Appendline ("World"); Std::cout << ANSI.
ToString (); Wide characters (Unicode)//////////////////////////////////////http://en. Wikipedia.org/wiki/cargo_cult std::vector<std::wstring> Cargocult {L "a", L "Cargo", L "cult", L "is", L "a"
, l "kind", L "of", L "Melanesian", L "millenarian", L "movement",//many more lines ...
L "Applied", L "retroactively", L "to", l "movements", l ' in ', L "a", L "much", L "earlier", L "era.\n"};
stringbuilder<wchar_t> wide; Wide. ADD (Cargocult.begin (), Cargocult.end ()).
Appendline (); Use ToString (), just like. NET Std::wcout << wide.
ToString () << Std::endl;
Javascript-like join.

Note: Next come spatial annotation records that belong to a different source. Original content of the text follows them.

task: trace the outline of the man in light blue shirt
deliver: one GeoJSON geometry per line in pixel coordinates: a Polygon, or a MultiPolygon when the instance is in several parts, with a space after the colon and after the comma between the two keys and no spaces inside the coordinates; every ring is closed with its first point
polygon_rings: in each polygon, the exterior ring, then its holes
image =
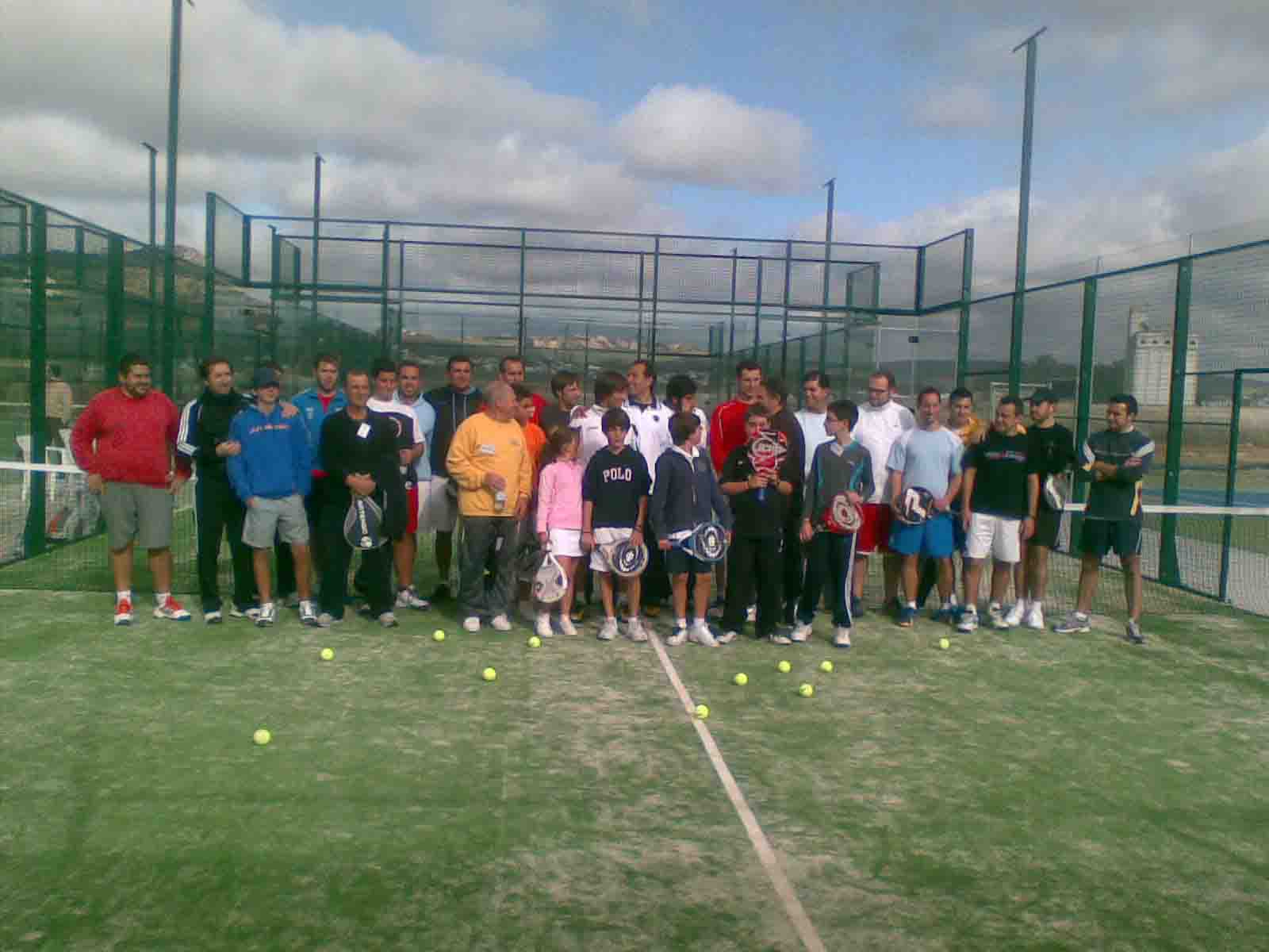
{"type": "Polygon", "coordinates": [[[902,557],[902,599],[898,625],[910,628],[916,618],[917,560],[938,560],[939,595],[945,603],[952,595],[952,552],[956,539],[952,500],[961,491],[961,438],[943,426],[939,409],[943,395],[926,387],[916,399],[916,426],[905,432],[890,449],[886,468],[890,476],[890,498],[896,519],[890,532],[890,548],[902,557]],[[902,522],[902,499],[907,489],[924,489],[934,496],[934,512],[917,524],[902,522]]]}

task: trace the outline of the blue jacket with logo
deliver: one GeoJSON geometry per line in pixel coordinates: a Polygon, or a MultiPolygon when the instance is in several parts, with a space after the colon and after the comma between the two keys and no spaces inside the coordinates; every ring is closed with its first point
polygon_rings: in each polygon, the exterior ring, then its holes
{"type": "Polygon", "coordinates": [[[251,496],[284,499],[312,489],[313,454],[301,418],[287,419],[274,406],[265,416],[249,406],[230,424],[230,439],[242,444],[237,456],[228,457],[230,484],[244,503],[251,496]]]}
{"type": "Polygon", "coordinates": [[[308,434],[308,451],[312,453],[313,466],[317,466],[317,461],[321,458],[321,425],[326,421],[327,416],[348,406],[348,397],[343,390],[336,390],[335,397],[330,401],[330,409],[327,410],[321,405],[321,397],[317,396],[317,387],[308,387],[308,390],[296,393],[291,402],[299,410],[299,419],[305,421],[305,432],[308,434]]]}

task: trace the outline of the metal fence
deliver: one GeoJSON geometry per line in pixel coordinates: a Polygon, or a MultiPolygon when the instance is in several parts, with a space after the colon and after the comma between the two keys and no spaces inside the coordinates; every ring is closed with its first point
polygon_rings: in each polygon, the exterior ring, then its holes
{"type": "MultiPolygon", "coordinates": [[[[426,386],[456,352],[485,380],[501,357],[522,354],[541,391],[562,367],[589,381],[648,358],[662,382],[692,374],[704,402],[727,397],[736,360],[751,357],[792,383],[822,369],[857,400],[878,367],[902,395],[967,386],[980,406],[1047,386],[1081,439],[1107,397],[1128,391],[1159,446],[1148,501],[1260,506],[1269,240],[1247,237],[1218,246],[1220,235],[1202,236],[1169,246],[1176,254],[1165,260],[1037,272],[1015,308],[1013,293],[973,296],[972,230],[926,245],[826,245],[315,222],[247,215],[208,194],[203,254],[179,254],[175,298],[164,302],[161,251],[0,192],[0,458],[65,461],[62,428],[44,413],[49,372],[80,407],[114,381],[126,350],[156,355],[160,386],[178,401],[198,392],[209,353],[241,371],[277,360],[289,391],[324,350],[345,366],[415,355],[426,386]]],[[[29,553],[48,539],[27,522],[29,553]]],[[[1160,534],[1159,578],[1185,586],[1169,555],[1175,520],[1161,518],[1160,534]]],[[[1227,594],[1223,583],[1190,588],[1227,594]]]]}

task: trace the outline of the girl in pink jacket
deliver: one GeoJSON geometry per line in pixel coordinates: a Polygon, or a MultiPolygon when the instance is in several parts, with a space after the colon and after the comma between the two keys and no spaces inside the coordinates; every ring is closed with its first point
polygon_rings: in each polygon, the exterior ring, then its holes
{"type": "MultiPolygon", "coordinates": [[[[576,569],[581,560],[581,476],[577,462],[579,434],[570,426],[552,430],[542,453],[542,475],[538,477],[538,542],[551,552],[569,579],[569,590],[560,599],[560,631],[575,636],[577,630],[569,613],[576,588],[576,569]]],[[[541,637],[551,637],[551,611],[538,607],[536,626],[541,637]]]]}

Std::wcout << wide.
Join (L "_\n") << Std::endl; //////////////Performance tests////////////////////////////////////testperformance (wide, cargocult);
#ifdef __use_posix199309 accuratetestperformance (wide, cargocult);
#endif//Def __use_posix199309 return 0;
}
In any case, when connecting more than a few strings, beware of the std::accumulate function.
Now wait a minute!
You might ask: Are you trying to convince us to optimize ahead?
No. I agree that early optimization is bad. This optimization is not in advance: it is timely. This is based on empirical optimization: I found myself in the past fighting this particular freak. Experience based optimization (not falling two times in the same place) is not an advance optimization.